Microsoft Defender Antivirus (formerly known as Windows Defender) is a built-in antivirus software from Microsoft Windows. It was first released for Windows XP with limited capabilities but, it evolved ever since to a full antivirus software offering services such as real-time protection, browser integration, and application guard.
Windows in all its versions is the most used operating system around the world for both commercial and personal use. Windows has hundreds of built-in tools including Microsoft Defender; which makes it one of the most used antivirus software. Having information about the course of events and the threats detected on a system can be of great aid during forensic investigation.

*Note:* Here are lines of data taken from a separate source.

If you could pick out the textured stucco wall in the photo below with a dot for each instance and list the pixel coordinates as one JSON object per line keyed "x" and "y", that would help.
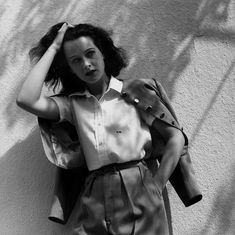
{"x": 188, "y": 45}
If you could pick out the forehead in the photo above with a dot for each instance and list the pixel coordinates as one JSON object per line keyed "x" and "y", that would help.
{"x": 78, "y": 45}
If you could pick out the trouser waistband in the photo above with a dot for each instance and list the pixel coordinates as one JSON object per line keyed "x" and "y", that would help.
{"x": 115, "y": 167}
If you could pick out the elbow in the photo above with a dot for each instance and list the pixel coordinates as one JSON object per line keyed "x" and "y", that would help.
{"x": 22, "y": 103}
{"x": 177, "y": 140}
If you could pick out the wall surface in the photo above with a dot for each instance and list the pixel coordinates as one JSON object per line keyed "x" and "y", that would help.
{"x": 188, "y": 45}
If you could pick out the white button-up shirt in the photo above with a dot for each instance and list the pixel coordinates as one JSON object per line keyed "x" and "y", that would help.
{"x": 109, "y": 129}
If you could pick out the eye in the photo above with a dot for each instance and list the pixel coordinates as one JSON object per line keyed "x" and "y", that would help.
{"x": 90, "y": 53}
{"x": 76, "y": 61}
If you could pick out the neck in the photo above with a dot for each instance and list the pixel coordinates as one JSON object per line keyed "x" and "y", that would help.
{"x": 97, "y": 89}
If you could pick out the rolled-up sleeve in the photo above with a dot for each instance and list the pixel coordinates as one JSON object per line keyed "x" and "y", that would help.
{"x": 64, "y": 106}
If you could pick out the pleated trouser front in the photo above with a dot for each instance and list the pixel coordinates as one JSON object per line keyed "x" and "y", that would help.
{"x": 121, "y": 202}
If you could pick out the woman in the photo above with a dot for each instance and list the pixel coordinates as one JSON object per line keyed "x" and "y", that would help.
{"x": 120, "y": 194}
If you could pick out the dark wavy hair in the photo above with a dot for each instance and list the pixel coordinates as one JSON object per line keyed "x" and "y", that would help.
{"x": 115, "y": 58}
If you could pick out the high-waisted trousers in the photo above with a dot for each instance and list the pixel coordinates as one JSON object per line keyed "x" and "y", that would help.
{"x": 122, "y": 199}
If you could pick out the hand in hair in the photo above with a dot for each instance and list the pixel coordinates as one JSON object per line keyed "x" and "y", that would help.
{"x": 60, "y": 35}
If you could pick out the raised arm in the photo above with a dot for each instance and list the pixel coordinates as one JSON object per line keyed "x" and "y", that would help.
{"x": 29, "y": 97}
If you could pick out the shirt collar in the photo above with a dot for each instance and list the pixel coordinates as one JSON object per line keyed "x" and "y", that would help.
{"x": 114, "y": 84}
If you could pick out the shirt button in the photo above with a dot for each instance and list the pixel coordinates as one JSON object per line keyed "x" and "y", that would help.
{"x": 136, "y": 101}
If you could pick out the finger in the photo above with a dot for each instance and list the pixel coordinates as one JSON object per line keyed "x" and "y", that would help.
{"x": 70, "y": 25}
{"x": 63, "y": 27}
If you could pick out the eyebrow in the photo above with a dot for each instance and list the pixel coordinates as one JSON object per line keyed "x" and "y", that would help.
{"x": 90, "y": 48}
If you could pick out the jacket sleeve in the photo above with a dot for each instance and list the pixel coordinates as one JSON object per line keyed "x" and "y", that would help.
{"x": 62, "y": 148}
{"x": 150, "y": 99}
{"x": 183, "y": 178}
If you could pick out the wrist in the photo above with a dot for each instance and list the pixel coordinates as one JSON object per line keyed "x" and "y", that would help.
{"x": 53, "y": 48}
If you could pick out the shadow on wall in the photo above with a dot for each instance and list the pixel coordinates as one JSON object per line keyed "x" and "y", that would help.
{"x": 158, "y": 36}
{"x": 223, "y": 221}
{"x": 26, "y": 186}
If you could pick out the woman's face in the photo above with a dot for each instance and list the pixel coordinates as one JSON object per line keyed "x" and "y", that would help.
{"x": 85, "y": 59}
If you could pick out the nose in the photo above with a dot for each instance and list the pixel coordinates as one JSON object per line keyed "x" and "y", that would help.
{"x": 87, "y": 64}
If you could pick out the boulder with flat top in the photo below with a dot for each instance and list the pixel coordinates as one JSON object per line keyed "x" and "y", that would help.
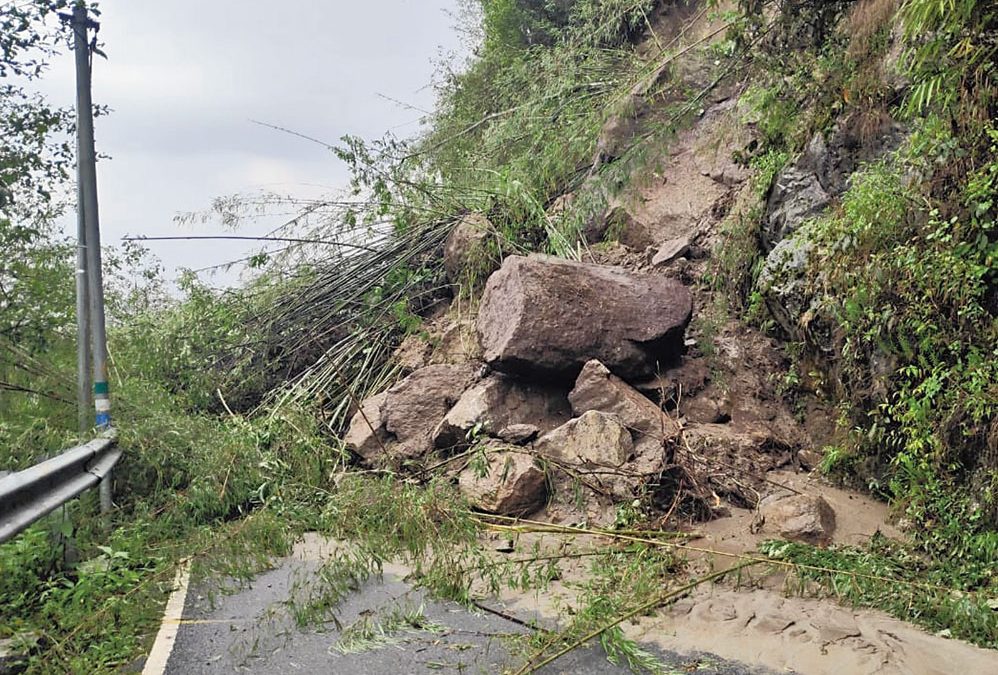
{"x": 542, "y": 316}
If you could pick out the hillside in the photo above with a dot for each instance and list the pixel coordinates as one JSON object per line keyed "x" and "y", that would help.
{"x": 667, "y": 288}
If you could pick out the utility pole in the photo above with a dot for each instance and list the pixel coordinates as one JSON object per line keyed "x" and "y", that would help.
{"x": 84, "y": 383}
{"x": 87, "y": 169}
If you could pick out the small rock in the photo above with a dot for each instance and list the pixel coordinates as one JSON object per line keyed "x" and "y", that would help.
{"x": 367, "y": 435}
{"x": 810, "y": 458}
{"x": 497, "y": 402}
{"x": 413, "y": 353}
{"x": 519, "y": 434}
{"x": 414, "y": 407}
{"x": 598, "y": 389}
{"x": 14, "y": 651}
{"x": 807, "y": 518}
{"x": 709, "y": 407}
{"x": 671, "y": 250}
{"x": 594, "y": 439}
{"x": 513, "y": 485}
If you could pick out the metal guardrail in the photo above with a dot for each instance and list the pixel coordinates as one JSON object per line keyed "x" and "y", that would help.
{"x": 28, "y": 495}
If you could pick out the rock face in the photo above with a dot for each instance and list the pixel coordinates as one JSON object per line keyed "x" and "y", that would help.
{"x": 367, "y": 435}
{"x": 805, "y": 518}
{"x": 464, "y": 243}
{"x": 797, "y": 195}
{"x": 598, "y": 389}
{"x": 545, "y": 316}
{"x": 513, "y": 486}
{"x": 782, "y": 281}
{"x": 804, "y": 188}
{"x": 594, "y": 439}
{"x": 413, "y": 408}
{"x": 497, "y": 402}
{"x": 671, "y": 250}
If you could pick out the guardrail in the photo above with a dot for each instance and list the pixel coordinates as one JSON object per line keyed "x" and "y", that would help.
{"x": 28, "y": 495}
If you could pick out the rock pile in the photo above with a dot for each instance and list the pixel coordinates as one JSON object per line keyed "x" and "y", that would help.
{"x": 551, "y": 407}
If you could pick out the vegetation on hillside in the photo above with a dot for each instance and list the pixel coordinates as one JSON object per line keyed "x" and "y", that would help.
{"x": 230, "y": 404}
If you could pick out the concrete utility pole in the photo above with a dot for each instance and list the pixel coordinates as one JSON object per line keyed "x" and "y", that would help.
{"x": 87, "y": 169}
{"x": 84, "y": 382}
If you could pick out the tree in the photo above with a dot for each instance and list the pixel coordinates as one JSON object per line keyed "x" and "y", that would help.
{"x": 35, "y": 161}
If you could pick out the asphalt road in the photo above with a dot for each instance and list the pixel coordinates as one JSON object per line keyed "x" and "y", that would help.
{"x": 253, "y": 630}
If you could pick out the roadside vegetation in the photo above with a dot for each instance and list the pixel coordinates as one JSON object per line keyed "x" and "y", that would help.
{"x": 230, "y": 404}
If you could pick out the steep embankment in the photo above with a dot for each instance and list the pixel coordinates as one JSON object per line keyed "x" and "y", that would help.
{"x": 579, "y": 393}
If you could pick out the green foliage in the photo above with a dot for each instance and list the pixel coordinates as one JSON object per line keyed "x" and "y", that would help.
{"x": 951, "y": 57}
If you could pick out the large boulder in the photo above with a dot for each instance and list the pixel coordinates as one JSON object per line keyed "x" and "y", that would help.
{"x": 497, "y": 402}
{"x": 595, "y": 439}
{"x": 367, "y": 436}
{"x": 465, "y": 246}
{"x": 541, "y": 315}
{"x": 798, "y": 517}
{"x": 513, "y": 484}
{"x": 598, "y": 389}
{"x": 413, "y": 408}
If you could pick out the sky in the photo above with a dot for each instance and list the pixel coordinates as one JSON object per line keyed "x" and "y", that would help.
{"x": 185, "y": 80}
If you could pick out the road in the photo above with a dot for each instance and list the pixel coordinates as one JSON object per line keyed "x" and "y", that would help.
{"x": 253, "y": 630}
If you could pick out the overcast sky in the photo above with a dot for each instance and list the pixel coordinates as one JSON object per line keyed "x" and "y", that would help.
{"x": 184, "y": 79}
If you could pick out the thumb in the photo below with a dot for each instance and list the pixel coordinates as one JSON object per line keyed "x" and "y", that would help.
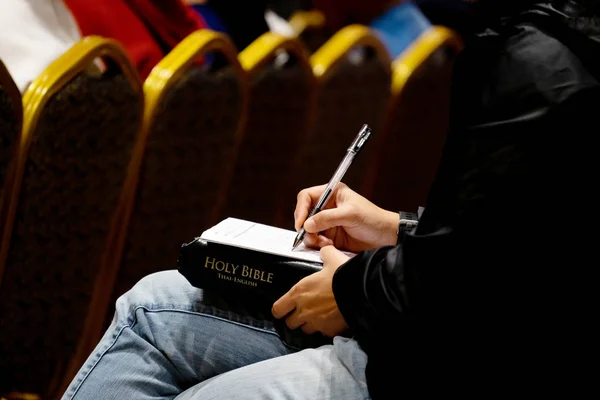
{"x": 332, "y": 256}
{"x": 328, "y": 219}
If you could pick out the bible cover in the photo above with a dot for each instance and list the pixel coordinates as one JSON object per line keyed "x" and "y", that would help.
{"x": 243, "y": 257}
{"x": 226, "y": 268}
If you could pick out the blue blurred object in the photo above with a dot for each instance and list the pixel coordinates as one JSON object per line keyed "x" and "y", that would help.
{"x": 400, "y": 26}
{"x": 210, "y": 17}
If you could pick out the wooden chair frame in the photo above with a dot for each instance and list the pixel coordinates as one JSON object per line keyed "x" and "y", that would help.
{"x": 38, "y": 94}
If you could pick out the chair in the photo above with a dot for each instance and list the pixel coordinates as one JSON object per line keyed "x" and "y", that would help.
{"x": 310, "y": 28}
{"x": 82, "y": 117}
{"x": 11, "y": 120}
{"x": 406, "y": 161}
{"x": 282, "y": 89}
{"x": 193, "y": 125}
{"x": 353, "y": 72}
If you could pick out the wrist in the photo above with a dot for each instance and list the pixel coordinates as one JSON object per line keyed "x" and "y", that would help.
{"x": 390, "y": 228}
{"x": 408, "y": 222}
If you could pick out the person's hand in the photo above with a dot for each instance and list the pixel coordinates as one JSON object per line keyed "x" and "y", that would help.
{"x": 311, "y": 301}
{"x": 348, "y": 222}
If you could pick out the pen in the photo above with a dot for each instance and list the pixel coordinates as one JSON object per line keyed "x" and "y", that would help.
{"x": 353, "y": 150}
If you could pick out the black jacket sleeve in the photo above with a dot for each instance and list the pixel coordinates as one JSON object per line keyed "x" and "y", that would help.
{"x": 512, "y": 161}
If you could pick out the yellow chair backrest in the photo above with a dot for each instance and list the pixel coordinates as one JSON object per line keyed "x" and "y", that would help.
{"x": 82, "y": 118}
{"x": 282, "y": 94}
{"x": 11, "y": 121}
{"x": 408, "y": 155}
{"x": 311, "y": 28}
{"x": 196, "y": 100}
{"x": 353, "y": 71}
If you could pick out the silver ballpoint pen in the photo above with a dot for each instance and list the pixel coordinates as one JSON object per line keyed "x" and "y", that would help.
{"x": 353, "y": 150}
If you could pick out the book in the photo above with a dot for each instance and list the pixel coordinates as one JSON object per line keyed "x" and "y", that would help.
{"x": 243, "y": 257}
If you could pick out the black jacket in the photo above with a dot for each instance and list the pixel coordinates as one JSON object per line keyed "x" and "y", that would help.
{"x": 494, "y": 281}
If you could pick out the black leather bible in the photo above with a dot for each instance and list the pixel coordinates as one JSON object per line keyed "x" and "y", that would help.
{"x": 245, "y": 258}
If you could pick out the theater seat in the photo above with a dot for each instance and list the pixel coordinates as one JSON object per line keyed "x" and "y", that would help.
{"x": 353, "y": 72}
{"x": 311, "y": 28}
{"x": 11, "y": 120}
{"x": 404, "y": 166}
{"x": 196, "y": 100}
{"x": 82, "y": 117}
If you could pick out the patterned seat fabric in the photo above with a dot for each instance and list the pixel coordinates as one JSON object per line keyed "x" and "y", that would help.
{"x": 354, "y": 94}
{"x": 189, "y": 152}
{"x": 74, "y": 174}
{"x": 278, "y": 119}
{"x": 415, "y": 135}
{"x": 10, "y": 128}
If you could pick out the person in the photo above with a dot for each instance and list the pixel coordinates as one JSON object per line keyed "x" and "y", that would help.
{"x": 491, "y": 292}
{"x": 33, "y": 35}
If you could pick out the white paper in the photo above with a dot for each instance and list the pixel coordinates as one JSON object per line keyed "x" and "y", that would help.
{"x": 259, "y": 237}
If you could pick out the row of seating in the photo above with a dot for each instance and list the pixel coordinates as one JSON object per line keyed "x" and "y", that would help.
{"x": 102, "y": 178}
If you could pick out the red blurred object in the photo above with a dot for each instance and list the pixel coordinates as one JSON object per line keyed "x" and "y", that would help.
{"x": 148, "y": 29}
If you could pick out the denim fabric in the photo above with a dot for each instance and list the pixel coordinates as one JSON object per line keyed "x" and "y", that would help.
{"x": 170, "y": 340}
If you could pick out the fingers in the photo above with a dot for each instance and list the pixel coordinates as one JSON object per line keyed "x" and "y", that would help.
{"x": 306, "y": 198}
{"x": 284, "y": 305}
{"x": 332, "y": 256}
{"x": 317, "y": 241}
{"x": 329, "y": 218}
{"x": 308, "y": 329}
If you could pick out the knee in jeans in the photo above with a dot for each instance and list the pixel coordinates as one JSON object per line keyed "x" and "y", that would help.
{"x": 154, "y": 290}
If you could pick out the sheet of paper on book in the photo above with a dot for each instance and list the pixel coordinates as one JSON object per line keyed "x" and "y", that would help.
{"x": 259, "y": 237}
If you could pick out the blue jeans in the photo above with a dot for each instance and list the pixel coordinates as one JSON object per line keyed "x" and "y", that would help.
{"x": 169, "y": 340}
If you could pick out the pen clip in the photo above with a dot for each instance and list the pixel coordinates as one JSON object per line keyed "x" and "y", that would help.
{"x": 360, "y": 140}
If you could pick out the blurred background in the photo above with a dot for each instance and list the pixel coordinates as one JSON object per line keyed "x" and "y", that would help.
{"x": 128, "y": 127}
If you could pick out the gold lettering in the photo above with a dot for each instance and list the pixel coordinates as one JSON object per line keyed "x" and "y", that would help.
{"x": 212, "y": 263}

Windows Defender artifacts are found at the following location :
%systempartititon%\ProgramData\Microsoft\Windows Defender\Scans\History\Service\DetectionHistory
This section will discuss how to use ArtiFast to extract Windows Defender from Windows and what kind of digital forensics insight we can gain from the artifacts
After you have created your case and added evidence for the investigation, at the Artifact Selection phase, you can select Windows Defender:
Once ArtiFast parser plugins complete processing the artifact for analysis, it can be reviewed via “Artifact View” or “Timeline View,” with indexing, filtering, and searching capabilities. Below is a detailed description of iOS Windows Defender artifacts in ArtiFast.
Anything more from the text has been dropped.